After five years, the Loudoun County Sheriff’s Office's participation in the U.S. Immigration and Customs Enforcement’s 287(g) program — which allowed local officers to help with street-level immigration enforcement — has been discontinued.
The program allowed local law enforcement to question those suspected of crimes about their legal status and detain or arrest those here illegally, potentially leading to their deportation.
Loudoun County is one of 57 municipalities in 21 states who entered into agreements with ICE under the law. ICE worked with local law enforcement to train officers in the programs.
ICE also ended agreements with the 16 other jurisdictions who had "task force" agreements under the law — five of them in Virginia, including neighboring Herndon.

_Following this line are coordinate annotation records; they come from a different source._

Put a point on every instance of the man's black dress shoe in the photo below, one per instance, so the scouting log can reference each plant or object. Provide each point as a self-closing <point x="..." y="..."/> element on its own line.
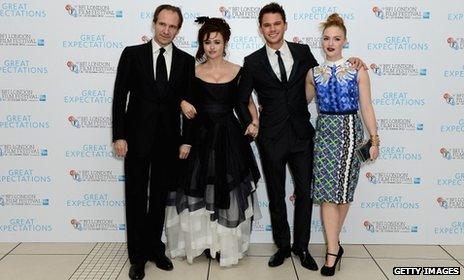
<point x="306" y="259"/>
<point x="137" y="271"/>
<point x="162" y="262"/>
<point x="279" y="257"/>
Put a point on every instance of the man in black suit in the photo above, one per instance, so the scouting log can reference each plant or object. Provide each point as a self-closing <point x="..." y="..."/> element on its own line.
<point x="277" y="73"/>
<point x="147" y="131"/>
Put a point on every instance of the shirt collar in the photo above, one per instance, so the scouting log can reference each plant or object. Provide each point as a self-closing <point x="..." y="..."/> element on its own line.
<point x="284" y="50"/>
<point x="335" y="63"/>
<point x="156" y="47"/>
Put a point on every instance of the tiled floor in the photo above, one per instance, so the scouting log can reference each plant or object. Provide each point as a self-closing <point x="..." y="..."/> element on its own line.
<point x="107" y="261"/>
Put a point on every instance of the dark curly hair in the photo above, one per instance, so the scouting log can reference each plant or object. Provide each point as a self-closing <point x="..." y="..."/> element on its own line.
<point x="209" y="26"/>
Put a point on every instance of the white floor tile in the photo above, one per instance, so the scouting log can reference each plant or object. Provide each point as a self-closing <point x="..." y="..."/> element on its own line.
<point x="351" y="268"/>
<point x="253" y="268"/>
<point x="182" y="270"/>
<point x="30" y="267"/>
<point x="455" y="251"/>
<point x="50" y="248"/>
<point x="6" y="247"/>
<point x="407" y="252"/>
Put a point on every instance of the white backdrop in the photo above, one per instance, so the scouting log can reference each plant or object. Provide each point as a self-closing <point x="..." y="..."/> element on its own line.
<point x="59" y="180"/>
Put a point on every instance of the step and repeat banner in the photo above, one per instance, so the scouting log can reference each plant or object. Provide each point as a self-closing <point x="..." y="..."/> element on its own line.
<point x="60" y="180"/>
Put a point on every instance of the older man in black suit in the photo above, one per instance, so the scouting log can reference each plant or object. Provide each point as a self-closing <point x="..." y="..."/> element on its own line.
<point x="147" y="131"/>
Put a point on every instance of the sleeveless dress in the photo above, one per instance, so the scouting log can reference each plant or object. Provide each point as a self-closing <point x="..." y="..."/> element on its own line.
<point x="339" y="131"/>
<point x="216" y="202"/>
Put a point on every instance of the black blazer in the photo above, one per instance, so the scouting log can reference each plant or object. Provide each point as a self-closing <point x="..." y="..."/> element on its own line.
<point x="281" y="103"/>
<point x="147" y="108"/>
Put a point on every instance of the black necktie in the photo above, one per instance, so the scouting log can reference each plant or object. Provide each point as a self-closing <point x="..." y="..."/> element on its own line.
<point x="283" y="73"/>
<point x="161" y="72"/>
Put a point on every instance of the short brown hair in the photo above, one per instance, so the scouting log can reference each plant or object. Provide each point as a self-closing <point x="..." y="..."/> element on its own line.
<point x="271" y="8"/>
<point x="212" y="25"/>
<point x="169" y="8"/>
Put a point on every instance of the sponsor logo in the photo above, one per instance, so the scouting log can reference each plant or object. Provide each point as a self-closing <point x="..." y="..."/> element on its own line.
<point x="390" y="227"/>
<point x="95" y="200"/>
<point x="398" y="153"/>
<point x="320" y="13"/>
<point x="20" y="40"/>
<point x="23" y="176"/>
<point x="90" y="121"/>
<point x="20" y="9"/>
<point x="392" y="178"/>
<point x="92" y="11"/>
<point x="409" y="70"/>
<point x="398" y="44"/>
<point x="454" y="72"/>
<point x="95" y="176"/>
<point x="400" y="12"/>
<point x="96" y="225"/>
<point x="457" y="179"/>
<point x="23" y="121"/>
<point x="453" y="127"/>
<point x="455" y="43"/>
<point x="25" y="225"/>
<point x="93" y="41"/>
<point x="91" y="151"/>
<point x="22" y="66"/>
<point x="23" y="200"/>
<point x="22" y="150"/>
<point x="91" y="67"/>
<point x="454" y="99"/>
<point x="314" y="42"/>
<point x="390" y="202"/>
<point x="452" y="153"/>
<point x="399" y="125"/>
<point x="22" y="95"/>
<point x="398" y="98"/>
<point x="239" y="12"/>
<point x="454" y="228"/>
<point x="86" y="96"/>
<point x="451" y="202"/>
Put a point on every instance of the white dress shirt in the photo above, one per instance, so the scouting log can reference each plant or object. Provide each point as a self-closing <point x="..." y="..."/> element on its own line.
<point x="167" y="56"/>
<point x="286" y="58"/>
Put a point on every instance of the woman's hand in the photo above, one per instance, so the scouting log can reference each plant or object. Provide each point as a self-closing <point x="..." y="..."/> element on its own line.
<point x="120" y="147"/>
<point x="374" y="152"/>
<point x="184" y="151"/>
<point x="188" y="109"/>
<point x="252" y="130"/>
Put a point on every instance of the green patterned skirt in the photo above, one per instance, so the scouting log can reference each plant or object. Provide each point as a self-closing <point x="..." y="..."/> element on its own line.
<point x="336" y="166"/>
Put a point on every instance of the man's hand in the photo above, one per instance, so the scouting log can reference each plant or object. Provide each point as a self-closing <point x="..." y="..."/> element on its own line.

Forty jurisdictions who are authorized for jail enforcement under the law, including the Prince William-Manassas Regional Jail and the Shenandoah County Sheriff's Office, will continue its programs, at least for now.
According to an ICE press release from Dec. 21, this restricts the use of detainers against individuals arrested for minor misdemeanor offenses such as traffic offenses and other petty crimes.
New federal guidelines, released concurrently with the announcement its 287(g) program was ending, say local police should instead focus on, among other things, felons, repeat criminals, repeat immigration law offenders, or public safety threats — such as known gang members or suspected terrorists.
During fiscal year 2012, ICE’s Office of Enforcement and Removal Operations removed 409,849 individuals from the country. About 55 percent of them were convicted of felonies or misdemeanors.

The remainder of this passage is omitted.